Unflattering caricatures of President Bush adorn many cubicles at the State Department, syndicated columnist Joel Mowbray told the audience at AIA's Conservative University conference last summer, and the scorn does not end there.

When the President named Iran, Iraq and North Korea as the Axis of Evil, our top diplomats, Mowbray recalled, were quick to assure anyone who would listen that Bush "didn't mean Axis, didn't mean Evil." A month afterward, State Department Policy Director Richard Haass recommended that Israeli officials 'engage' Iran [much to their likely confusion, Mowbray added].

President Bush recently stated that he was hopeful for a Democracy Domino Effect in the Middle East if free societies could get a toehold there. Almost immediately, State officials leaked a classified report entitled "Iraq, the Middle East and Change: No Dominoes" [drafted by its Intelligence and Research bureau]. As was probably hoped, ventured Mowbray, the media 'ate this up,' using it to bludgeon the administration for duplicitously ignoring 'sound' advice.

Reflective of State's desire for 'stability' is, Mowbray explained, it's general disdain for opposition groups.

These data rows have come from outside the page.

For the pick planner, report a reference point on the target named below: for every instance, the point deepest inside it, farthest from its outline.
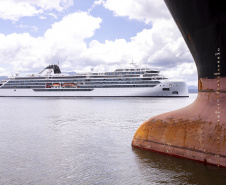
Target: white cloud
(143, 10)
(159, 47)
(15, 9)
(64, 42)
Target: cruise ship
(127, 82)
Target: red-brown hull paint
(196, 132)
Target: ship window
(165, 89)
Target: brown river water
(88, 141)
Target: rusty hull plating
(198, 131)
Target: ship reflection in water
(88, 141)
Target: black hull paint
(203, 26)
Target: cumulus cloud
(143, 10)
(63, 42)
(15, 9)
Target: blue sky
(104, 34)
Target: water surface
(88, 141)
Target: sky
(80, 34)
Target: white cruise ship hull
(164, 89)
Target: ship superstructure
(133, 81)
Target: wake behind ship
(138, 82)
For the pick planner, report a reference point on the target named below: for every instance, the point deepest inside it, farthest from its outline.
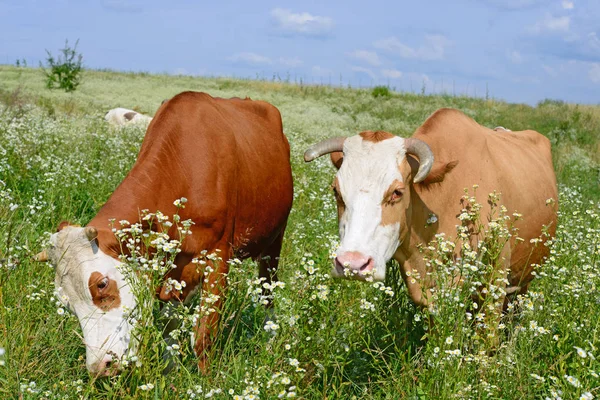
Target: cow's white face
(372, 198)
(90, 285)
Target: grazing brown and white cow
(118, 117)
(385, 197)
(231, 160)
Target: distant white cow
(118, 117)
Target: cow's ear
(64, 224)
(438, 171)
(337, 158)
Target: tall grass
(326, 338)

When recently asked if State had a message for the protesters seeking freedom in Iran spokesman Richard Boucher pointedly replied, "no." Fifteen thousand people on the streets in Tehran anger the mullahs. Supporting the protesters would annoy the ruling Islamic clerics further.

Mowbray, who covers the State Department for National Review, argued that a differing worldview is the source of this contempt. This infuriates the American Foreign Service, Mowbray told the crowd at Georgetown University, because change [for better or worse] is an anathema to it.

In practice, observed Mowbray, this meant that State embraced Saddam Hussein more fervently after the Iran/Iraq war than it did while conflict raged. Although the Reagan Administration supported Iraq to act as a foil to Iran, State had a different reason.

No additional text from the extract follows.